Guide · AWS
MCP server on AWS
AWS offers three practical options for deploying MCP servers: ECS Fargate (persistent containers behind an Application Load Balancer), App Runner (managed container hosting with less configuration), and Lambda (serverless, but with fundamental limitations for MCP sessions). ECS Fargate is the right choice for production MCP servers that need session affinity, IAM-based credential access, and predictable performance. App Runner works well for simpler cases. Lambda works only for fully stateless, short-lived tool handlers.
TL;DR
Use ECS Fargate for production: define a task with your MCP server container, put an Application Load Balancer in front with target group stickiness enabled, use an IAM task role instead of hardcoded credentials, and store secrets in AWS Secrets Manager (not environment variables in the task definition). For simpler cases without custom networking requirements, App Runner auto-scales and manages the load balancer for you. Lambda is not suitable for MCP servers that maintain session state — use it only for stateless tool handlers with the same caveats as Vercel. Monitor the public ALB endpoint with AliveMCP for external protocol verification.

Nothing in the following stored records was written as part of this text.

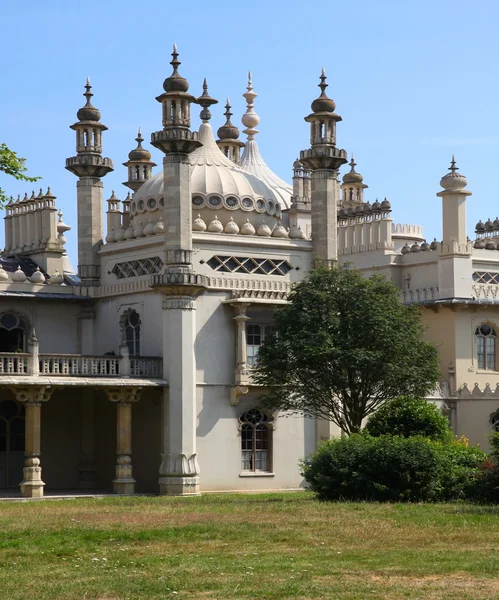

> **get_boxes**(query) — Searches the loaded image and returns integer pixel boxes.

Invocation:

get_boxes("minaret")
[66,78,113,286]
[217,98,244,165]
[340,153,368,208]
[437,156,473,299]
[123,127,156,192]
[151,45,208,495]
[300,69,347,267]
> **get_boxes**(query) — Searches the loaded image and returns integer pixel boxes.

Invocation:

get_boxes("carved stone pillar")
[11,386,53,498]
[106,387,142,495]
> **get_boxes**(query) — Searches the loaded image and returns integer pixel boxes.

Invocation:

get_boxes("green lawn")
[0,493,499,600]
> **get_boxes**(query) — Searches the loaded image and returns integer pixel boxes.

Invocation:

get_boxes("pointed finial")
[241,71,260,141]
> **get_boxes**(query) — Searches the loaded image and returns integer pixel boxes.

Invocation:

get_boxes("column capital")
[104,387,143,405]
[10,385,54,406]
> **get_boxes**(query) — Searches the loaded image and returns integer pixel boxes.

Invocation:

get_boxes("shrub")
[364,396,452,442]
[303,435,439,502]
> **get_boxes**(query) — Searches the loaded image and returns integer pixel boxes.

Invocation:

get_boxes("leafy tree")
[364,396,453,442]
[255,266,439,434]
[0,143,41,206]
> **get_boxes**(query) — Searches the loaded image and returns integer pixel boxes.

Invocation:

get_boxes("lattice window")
[207,256,293,275]
[473,271,499,285]
[111,256,163,279]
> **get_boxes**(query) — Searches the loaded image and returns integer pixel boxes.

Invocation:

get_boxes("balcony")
[0,352,163,379]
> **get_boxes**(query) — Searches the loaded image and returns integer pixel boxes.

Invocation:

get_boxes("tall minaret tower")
[300,69,347,266]
[151,46,208,496]
[66,78,113,286]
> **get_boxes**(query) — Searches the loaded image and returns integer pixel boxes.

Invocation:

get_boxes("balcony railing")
[0,352,163,378]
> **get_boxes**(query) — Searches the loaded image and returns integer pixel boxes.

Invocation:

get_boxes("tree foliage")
[0,143,41,205]
[255,266,439,434]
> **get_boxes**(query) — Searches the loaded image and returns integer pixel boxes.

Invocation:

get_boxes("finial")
[196,77,218,123]
[241,71,260,141]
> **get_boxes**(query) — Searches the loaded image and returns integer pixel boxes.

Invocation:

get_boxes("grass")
[0,493,499,600]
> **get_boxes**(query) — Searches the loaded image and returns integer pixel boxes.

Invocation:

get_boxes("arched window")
[125,310,140,356]
[475,323,497,371]
[239,408,273,472]
[0,313,26,352]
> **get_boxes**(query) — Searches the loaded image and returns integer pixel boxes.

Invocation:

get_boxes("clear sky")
[0,0,499,266]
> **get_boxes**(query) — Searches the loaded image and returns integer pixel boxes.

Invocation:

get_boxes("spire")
[196,77,218,123]
[241,71,260,140]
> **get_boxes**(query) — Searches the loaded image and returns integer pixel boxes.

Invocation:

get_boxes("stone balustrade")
[0,352,163,378]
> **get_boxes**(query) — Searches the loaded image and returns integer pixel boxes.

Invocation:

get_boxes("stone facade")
[0,49,499,497]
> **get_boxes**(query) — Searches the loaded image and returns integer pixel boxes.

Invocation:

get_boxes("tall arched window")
[239,408,273,472]
[475,323,497,371]
[125,310,140,356]
[0,313,26,352]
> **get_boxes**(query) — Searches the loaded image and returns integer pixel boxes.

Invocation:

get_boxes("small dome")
[208,215,224,233]
[192,214,206,231]
[241,219,256,235]
[256,221,272,237]
[29,267,45,284]
[440,156,468,192]
[128,129,151,161]
[12,265,26,283]
[163,44,189,92]
[50,269,64,285]
[224,217,239,235]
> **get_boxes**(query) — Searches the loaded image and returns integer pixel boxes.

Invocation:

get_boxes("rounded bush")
[364,396,452,442]
[303,435,439,502]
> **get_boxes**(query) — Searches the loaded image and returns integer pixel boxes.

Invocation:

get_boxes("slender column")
[12,386,52,498]
[106,388,142,495]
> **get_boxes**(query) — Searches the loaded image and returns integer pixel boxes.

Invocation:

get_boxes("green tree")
[255,266,439,434]
[0,143,41,206]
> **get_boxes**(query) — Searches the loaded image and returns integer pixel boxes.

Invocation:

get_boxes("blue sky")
[0,0,499,266]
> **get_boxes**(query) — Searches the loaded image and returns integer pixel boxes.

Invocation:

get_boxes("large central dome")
[131,123,289,230]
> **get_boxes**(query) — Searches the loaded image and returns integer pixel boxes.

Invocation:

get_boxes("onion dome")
[0,264,9,281]
[440,155,468,192]
[192,214,206,231]
[217,98,239,140]
[208,215,224,233]
[241,219,256,235]
[143,219,154,241]
[224,217,239,235]
[50,269,64,285]
[153,219,165,235]
[163,44,189,92]
[128,127,151,161]
[29,267,45,285]
[381,198,392,210]
[12,265,26,283]
[312,67,336,112]
[343,154,364,183]
[76,77,101,121]
[256,221,272,237]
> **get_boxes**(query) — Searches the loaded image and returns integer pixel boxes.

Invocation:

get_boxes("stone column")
[11,386,53,498]
[106,388,142,495]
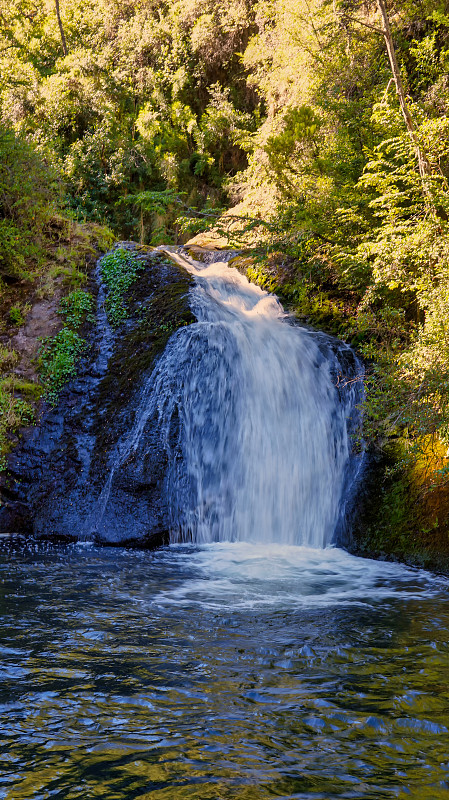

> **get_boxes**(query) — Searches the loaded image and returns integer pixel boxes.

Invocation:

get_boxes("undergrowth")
[39,289,94,405]
[101,248,143,327]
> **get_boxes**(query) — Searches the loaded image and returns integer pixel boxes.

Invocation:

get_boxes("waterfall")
[93,253,360,547]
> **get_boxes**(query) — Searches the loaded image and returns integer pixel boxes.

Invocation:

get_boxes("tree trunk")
[55,0,69,56]
[377,0,430,184]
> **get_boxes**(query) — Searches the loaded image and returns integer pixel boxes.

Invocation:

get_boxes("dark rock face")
[0,243,195,547]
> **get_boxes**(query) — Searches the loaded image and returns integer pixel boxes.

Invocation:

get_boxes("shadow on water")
[0,543,449,800]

ECS Fargate task definition
A minimal ECS task definition for an MCP server:
{
"family": "mcp-server",
"networkMode": "awsvpc",
"requiresCompatibilities": ["FARGATE"],
"cpu": "256",
"memory": "512",
"executionRoleArn": "arn:aws:iam::ACCOUNT:role/ecsTaskExecutionRole",
"taskRoleArn": "arn:aws:iam::ACCOUNT:role/mcp-server-task-role",
"containerDefinitions": [
{
"name": "mcp-server",
"image": "ACCOUNT.dkr.ecr.REGION.amazonaws.com/mcp-server:latest",
"portMappings": [
{ "containerPort": 3000, "protocol": "tcp" }
],
"environment": [
{ "name": "NODE_ENV", "value": "production" },
{ "name": "PORT", "value": "3000" }
],
"secrets": [
{
"name": "DATABASE_URL",
"valueFrom": "arn:aws:secretsmanager:REGION:ACCOUNT:secret:mcp-server/database-url"
},
{
"name": "REDIS_URL",
"valueFrom": "arn:aws:secretsmanager:REGION:ACCOUNT:secret:mcp-server/redis-url"
}
],
"healthCheck": {
"command": ["CMD-SHELL", "curl -sf http://localhost:3000/healthz || exit 1"],
"interval": 15,
"timeout": 5,
"retries": 3,
"startPeriod": 20
},
"logConfiguration": {
"logDriver": "awslogs",
"options": {
"awslogs-group": "/ecs/mcp-server",
"awslogs-region": "us-east-1",
"awslogs-stream-prefix": "ecs"
}
},
"stopTimeout": 60
}
]
}
Key points: taskRoleArn grants permissions to your running container (e.g., S3 read, DynamoDB write) without hardcoded credentials — the container gets short-lived credentials from IMDS. executionRoleArn grants permissions to ECS to pull the image and read Secrets Manager values. secrets injects Secrets Manager values as environment variables at container start, with values never appearing in CloudTrail logs or the ECS console. stopTimeout: 60 gives the container 60 seconds to drain sessions after SIGTERM.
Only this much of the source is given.